En Afrique francophone, l’appropriation de la langue officielle, le français, se manifeste dans l’émergence de formes locales: on ne parle pas tout à fait le même français au Sénégal et au Gabon, au Niger et en Côte-d’Ivoire. Ces différences pour l’instant légères préfigurent peut-être un éclatement à venir du français qui deviendrait la «langue mère» d’une nouvelle génération de parler, comme le latin est la langue mère des langues romanes. Il en va de même de l’anglais, de l’arabe, de l’espagnol. On ne parle pas tout à fait la même langue à Madrid et à Buenos Aires, à Londres et à Bombay, et pas du tout à Rabat et à Ryad. Car la fonction des langues a des retombées sur leur forme. Sur les marchés africains, dans les capitales, les langues véhiculaires qui assurent la communication commerciale se différencient lentement de leurs variantes vernaculaires: le wolof de Dakar n’est plus le même que celui des paysans, le bambara de Bamako n’est pas semblable à celui de Ségou, situé à 230 km de la capitale.
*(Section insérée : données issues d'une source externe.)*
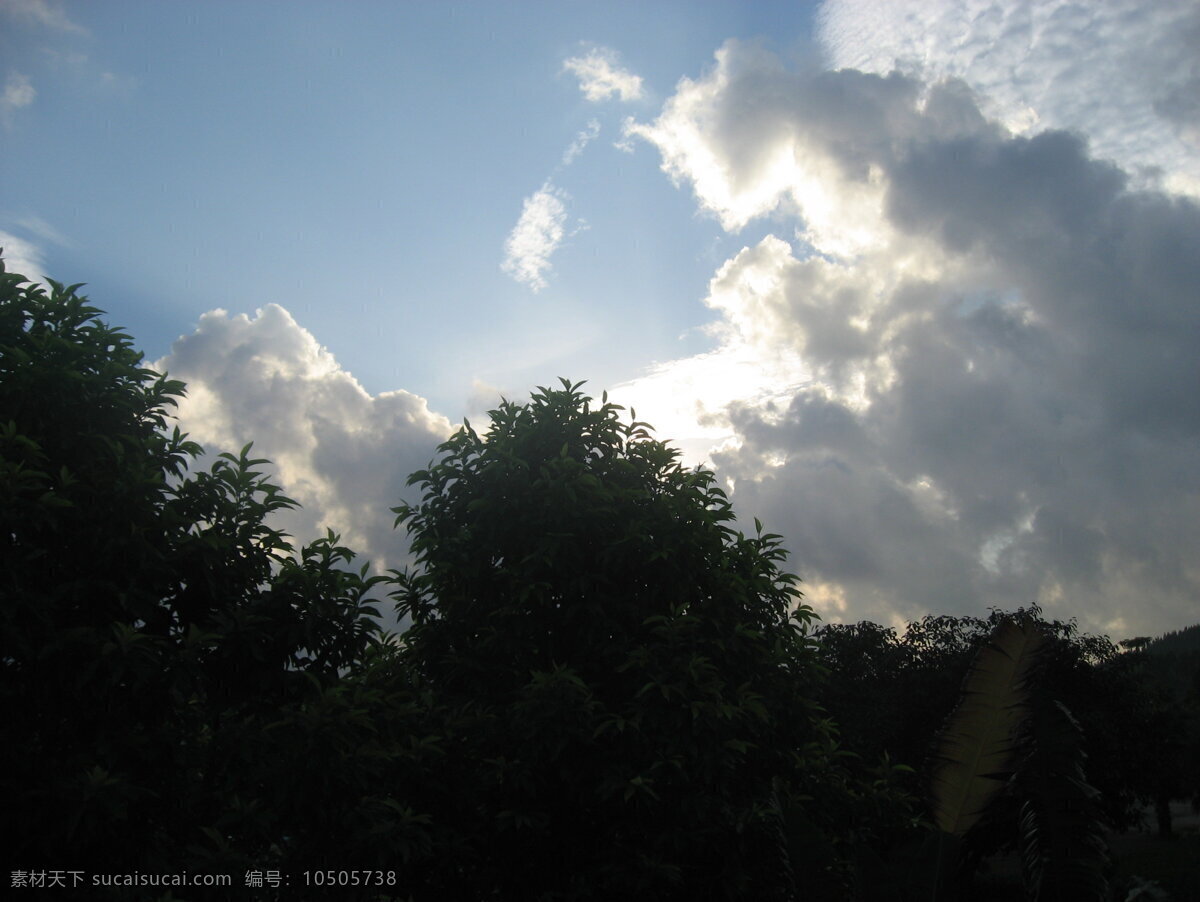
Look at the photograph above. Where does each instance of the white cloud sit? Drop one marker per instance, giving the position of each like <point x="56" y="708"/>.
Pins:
<point x="581" y="140"/>
<point x="341" y="452"/>
<point x="601" y="76"/>
<point x="18" y="92"/>
<point x="537" y="235"/>
<point x="981" y="348"/>
<point x="23" y="257"/>
<point x="1122" y="71"/>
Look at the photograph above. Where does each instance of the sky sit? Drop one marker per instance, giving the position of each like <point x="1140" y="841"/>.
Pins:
<point x="917" y="278"/>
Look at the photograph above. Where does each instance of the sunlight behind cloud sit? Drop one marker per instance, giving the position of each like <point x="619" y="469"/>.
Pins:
<point x="535" y="236"/>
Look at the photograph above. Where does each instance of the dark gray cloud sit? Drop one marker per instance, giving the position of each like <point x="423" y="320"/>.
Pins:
<point x="1005" y="358"/>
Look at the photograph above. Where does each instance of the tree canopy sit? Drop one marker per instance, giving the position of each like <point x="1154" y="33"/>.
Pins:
<point x="153" y="624"/>
<point x="634" y="675"/>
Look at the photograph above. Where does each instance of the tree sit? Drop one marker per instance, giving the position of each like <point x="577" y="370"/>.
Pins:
<point x="633" y="678"/>
<point x="157" y="636"/>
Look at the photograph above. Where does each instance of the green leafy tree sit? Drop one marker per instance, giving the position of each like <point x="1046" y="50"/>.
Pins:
<point x="161" y="645"/>
<point x="633" y="679"/>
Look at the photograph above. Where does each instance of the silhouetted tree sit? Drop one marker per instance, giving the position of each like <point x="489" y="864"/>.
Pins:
<point x="634" y="677"/>
<point x="157" y="636"/>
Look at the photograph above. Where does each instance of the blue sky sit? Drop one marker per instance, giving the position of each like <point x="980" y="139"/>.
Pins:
<point x="916" y="278"/>
<point x="363" y="164"/>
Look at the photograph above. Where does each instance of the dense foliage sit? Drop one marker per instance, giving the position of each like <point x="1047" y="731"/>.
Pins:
<point x="634" y="675"/>
<point x="154" y="627"/>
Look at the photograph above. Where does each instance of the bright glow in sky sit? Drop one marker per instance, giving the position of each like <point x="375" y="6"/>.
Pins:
<point x="917" y="278"/>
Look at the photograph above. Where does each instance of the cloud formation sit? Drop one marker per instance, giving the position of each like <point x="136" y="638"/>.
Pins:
<point x="341" y="452"/>
<point x="18" y="92"/>
<point x="537" y="235"/>
<point x="601" y="76"/>
<point x="1125" y="72"/>
<point x="40" y="12"/>
<point x="22" y="257"/>
<point x="996" y="342"/>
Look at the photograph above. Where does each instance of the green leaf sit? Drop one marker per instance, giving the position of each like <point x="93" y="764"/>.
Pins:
<point x="978" y="747"/>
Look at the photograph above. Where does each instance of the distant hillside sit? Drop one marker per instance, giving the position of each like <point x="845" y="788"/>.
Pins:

Aux XVIIe et XVIIIe siècles, dans des conditions différentes, des créoles étaient apparus, solution linguistique à un problème de communication rencontré par les esclaves de langues différentes importés vers les îles de l’océan Indien ou des Caraïbes. A partir de langues européennes comme l’anglais, le français ou le portugais, ils créèrent des langues aujourd’hui différenciées: un Mauricien, un Haïtien et un Guyanais ne se comprennent pas, même si leurs langues ont un ancêtre commun, le français. Demain peut-être, les enfants de migrants parleront, à côté de la langue de leur pays d’accueil, un turc d’Allemagne ou un arabe de France, différent de celui du pays d’origine.

http://www.unesco.org/courier/2000_04/fr/doss25.htm

Le temps change toute chose: il n’y aucune raison pour que la langue échappe à cette loi universelle.